The other early evaluation study in which ETS was involved was the now famous Coleman Report 
(Equality of Educational Opportunity ), issued in 1966. ETS staff, under the direction of Albert E. Beaton, 
had major responsibility for design of the study and analysis of the massive data generated. Until then, 
studies of the effectiveness of the nation's school, especially with respect to programs’ educational impact 
on minorities, had been small-scale. So the collection and analysis of data concerning tens of thousands of 
students and hundreds of schools and their communities were new experiences for ETS and for the 
profession of program evaluation. 

In the intervening years, the Coleman Report and the Pennsylvania Goals Study have become 
classics of their kind, and from these two auspicious early efforts, ETS has become a center of major 
program evaluation. Areas of extensive endeavors have been, and are, diverse.
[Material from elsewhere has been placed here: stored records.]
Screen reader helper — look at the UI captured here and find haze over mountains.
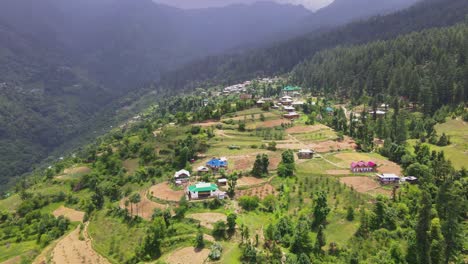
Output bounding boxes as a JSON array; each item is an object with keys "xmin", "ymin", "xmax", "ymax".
[{"xmin": 0, "ymin": 0, "xmax": 420, "ymax": 186}]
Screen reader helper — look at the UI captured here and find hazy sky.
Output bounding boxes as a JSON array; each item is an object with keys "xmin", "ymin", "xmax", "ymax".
[{"xmin": 154, "ymin": 0, "xmax": 333, "ymax": 10}]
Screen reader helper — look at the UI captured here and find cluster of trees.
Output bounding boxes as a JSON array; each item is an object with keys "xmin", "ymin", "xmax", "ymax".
[
  {"xmin": 277, "ymin": 150, "xmax": 296, "ymax": 177},
  {"xmin": 292, "ymin": 24, "xmax": 468, "ymax": 112},
  {"xmin": 251, "ymin": 154, "xmax": 270, "ymax": 178},
  {"xmin": 0, "ymin": 193, "xmax": 70, "ymax": 250}
]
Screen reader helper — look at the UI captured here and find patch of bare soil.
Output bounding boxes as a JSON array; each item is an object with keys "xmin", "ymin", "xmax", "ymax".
[
  {"xmin": 122, "ymin": 159, "xmax": 139, "ymax": 175},
  {"xmin": 214, "ymin": 130, "xmax": 233, "ymax": 138},
  {"xmin": 237, "ymin": 177, "xmax": 267, "ymax": 187},
  {"xmin": 187, "ymin": 213, "xmax": 227, "ymax": 229},
  {"xmin": 286, "ymin": 124, "xmax": 330, "ymax": 134},
  {"xmin": 52, "ymin": 224, "xmax": 110, "ymax": 264},
  {"xmin": 149, "ymin": 182, "xmax": 184, "ymax": 202},
  {"xmin": 326, "ymin": 170, "xmax": 351, "ymax": 175},
  {"xmin": 63, "ymin": 166, "xmax": 91, "ymax": 175},
  {"xmin": 310, "ymin": 137, "xmax": 357, "ymax": 153},
  {"xmin": 55, "ymin": 166, "xmax": 91, "ymax": 180},
  {"xmin": 119, "ymin": 191, "xmax": 168, "ymax": 220},
  {"xmin": 166, "ymin": 247, "xmax": 210, "ymax": 264},
  {"xmin": 257, "ymin": 119, "xmax": 290, "ymax": 127},
  {"xmin": 340, "ymin": 177, "xmax": 391, "ymax": 195},
  {"xmin": 236, "ymin": 183, "xmax": 276, "ymax": 199},
  {"xmin": 52, "ymin": 205, "xmax": 85, "ymax": 222},
  {"xmin": 228, "ymin": 153, "xmax": 281, "ymax": 171},
  {"xmin": 335, "ymin": 153, "xmax": 401, "ymax": 175},
  {"xmin": 0, "ymin": 256, "xmax": 21, "ymax": 264},
  {"xmin": 192, "ymin": 120, "xmax": 220, "ymax": 127}
]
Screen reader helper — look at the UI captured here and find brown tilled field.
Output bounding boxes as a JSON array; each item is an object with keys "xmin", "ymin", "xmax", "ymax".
[
  {"xmin": 335, "ymin": 153, "xmax": 401, "ymax": 175},
  {"xmin": 187, "ymin": 213, "xmax": 227, "ymax": 229},
  {"xmin": 192, "ymin": 120, "xmax": 221, "ymax": 127},
  {"xmin": 119, "ymin": 191, "xmax": 168, "ymax": 220},
  {"xmin": 326, "ymin": 170, "xmax": 352, "ymax": 175},
  {"xmin": 52, "ymin": 225, "xmax": 110, "ymax": 264},
  {"xmin": 228, "ymin": 153, "xmax": 281, "ymax": 171},
  {"xmin": 286, "ymin": 124, "xmax": 330, "ymax": 134},
  {"xmin": 149, "ymin": 182, "xmax": 184, "ymax": 202},
  {"xmin": 310, "ymin": 137, "xmax": 357, "ymax": 153},
  {"xmin": 63, "ymin": 166, "xmax": 91, "ymax": 175},
  {"xmin": 55, "ymin": 166, "xmax": 91, "ymax": 180},
  {"xmin": 122, "ymin": 159, "xmax": 139, "ymax": 175},
  {"xmin": 52, "ymin": 205, "xmax": 85, "ymax": 222},
  {"xmin": 237, "ymin": 177, "xmax": 267, "ymax": 187},
  {"xmin": 236, "ymin": 183, "xmax": 276, "ymax": 199},
  {"xmin": 166, "ymin": 247, "xmax": 210, "ymax": 264},
  {"xmin": 257, "ymin": 119, "xmax": 290, "ymax": 127},
  {"xmin": 340, "ymin": 177, "xmax": 391, "ymax": 195}
]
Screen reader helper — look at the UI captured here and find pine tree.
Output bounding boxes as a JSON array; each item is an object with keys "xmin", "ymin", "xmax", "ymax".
[
  {"xmin": 312, "ymin": 191, "xmax": 330, "ymax": 228},
  {"xmin": 430, "ymin": 218, "xmax": 445, "ymax": 264},
  {"xmin": 315, "ymin": 225, "xmax": 327, "ymax": 254},
  {"xmin": 415, "ymin": 190, "xmax": 432, "ymax": 264}
]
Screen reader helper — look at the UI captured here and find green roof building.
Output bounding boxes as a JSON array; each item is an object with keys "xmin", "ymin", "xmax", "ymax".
[
  {"xmin": 283, "ymin": 86, "xmax": 302, "ymax": 95},
  {"xmin": 187, "ymin": 182, "xmax": 225, "ymax": 200}
]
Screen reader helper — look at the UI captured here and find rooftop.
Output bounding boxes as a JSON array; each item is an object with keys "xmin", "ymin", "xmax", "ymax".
[
  {"xmin": 188, "ymin": 182, "xmax": 218, "ymax": 192},
  {"xmin": 283, "ymin": 86, "xmax": 301, "ymax": 92}
]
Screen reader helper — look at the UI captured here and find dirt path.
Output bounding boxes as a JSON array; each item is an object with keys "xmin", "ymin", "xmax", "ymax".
[
  {"xmin": 187, "ymin": 213, "xmax": 227, "ymax": 229},
  {"xmin": 166, "ymin": 247, "xmax": 210, "ymax": 264},
  {"xmin": 52, "ymin": 224, "xmax": 110, "ymax": 264},
  {"xmin": 33, "ymin": 223, "xmax": 110, "ymax": 264},
  {"xmin": 52, "ymin": 205, "xmax": 85, "ymax": 222},
  {"xmin": 119, "ymin": 190, "xmax": 168, "ymax": 220}
]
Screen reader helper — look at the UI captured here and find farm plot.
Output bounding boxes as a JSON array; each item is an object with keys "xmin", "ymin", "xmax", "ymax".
[
  {"xmin": 122, "ymin": 159, "xmax": 139, "ymax": 175},
  {"xmin": 48, "ymin": 225, "xmax": 110, "ymax": 264},
  {"xmin": 340, "ymin": 177, "xmax": 391, "ymax": 195},
  {"xmin": 119, "ymin": 191, "xmax": 168, "ymax": 220},
  {"xmin": 187, "ymin": 213, "xmax": 227, "ymax": 229},
  {"xmin": 166, "ymin": 247, "xmax": 210, "ymax": 264},
  {"xmin": 236, "ymin": 183, "xmax": 276, "ymax": 199},
  {"xmin": 149, "ymin": 182, "xmax": 184, "ymax": 202},
  {"xmin": 52, "ymin": 205, "xmax": 85, "ymax": 222},
  {"xmin": 55, "ymin": 166, "xmax": 91, "ymax": 180},
  {"xmin": 334, "ymin": 152, "xmax": 401, "ymax": 175}
]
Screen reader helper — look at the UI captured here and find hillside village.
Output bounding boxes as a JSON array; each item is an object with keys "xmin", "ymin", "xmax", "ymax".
[{"xmin": 0, "ymin": 73, "xmax": 463, "ymax": 263}]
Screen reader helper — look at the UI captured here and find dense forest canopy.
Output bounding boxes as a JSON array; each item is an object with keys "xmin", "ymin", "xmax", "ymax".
[
  {"xmin": 161, "ymin": 0, "xmax": 468, "ymax": 89},
  {"xmin": 291, "ymin": 20, "xmax": 468, "ymax": 110}
]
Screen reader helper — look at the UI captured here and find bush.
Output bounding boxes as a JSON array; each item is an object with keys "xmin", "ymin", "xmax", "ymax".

They include computer- 
aided instruction, aesthetics and creativity in education, educational television, educational programs for 
prison inmates, reading programs, camping programs, career education, bilingual education, higher 
education, preschool programs, special education, and drug programs. (For brief descriptions of ETS 
work in these areas, see Appendix A.) ETS also has evaluated programs relating to year-round schooling, 
English as a second language, desegregation, performance contracting, women's education, busing, Title I 
of the Elementary and Secondary Education Act (ESEA), accountability, and basic information systems. 

One piece of work which must be mentioned is the Encyclopedia of Educational Evaluation, 
published in 1975 by Jossey-Bass Publishers, Inc. It was edited by Scarvia B. Anderson, Samuel Ball, and 
Richard T. Murphy, and contains articles by them and 36 other members of the ETS staff. Subtitled 
Concepts and Techniques for Evaluating Education and Training Programs, it contains 141 articles in all. 

ETS Contributions to 
Program Evaluation 

Given the innovativeness of many of the programs evaluated, the newness of the profession of program 
evaluation, and the level of expertise of the ETS staff who have directed these studies, it is not surprising 
that the evaluations themselves have been marked by innovations for the profession of program 
evaluation. At the same time, ETS has adopted several principles relative to each aspect of program 
evaluation. It will be useful to examine these innovations and principles in terms of the phases that a 
program evaluation usually attends to—goal setting, measurement selection, implementation in the field 
setting, analysis, and interpretation and presentation of evidence.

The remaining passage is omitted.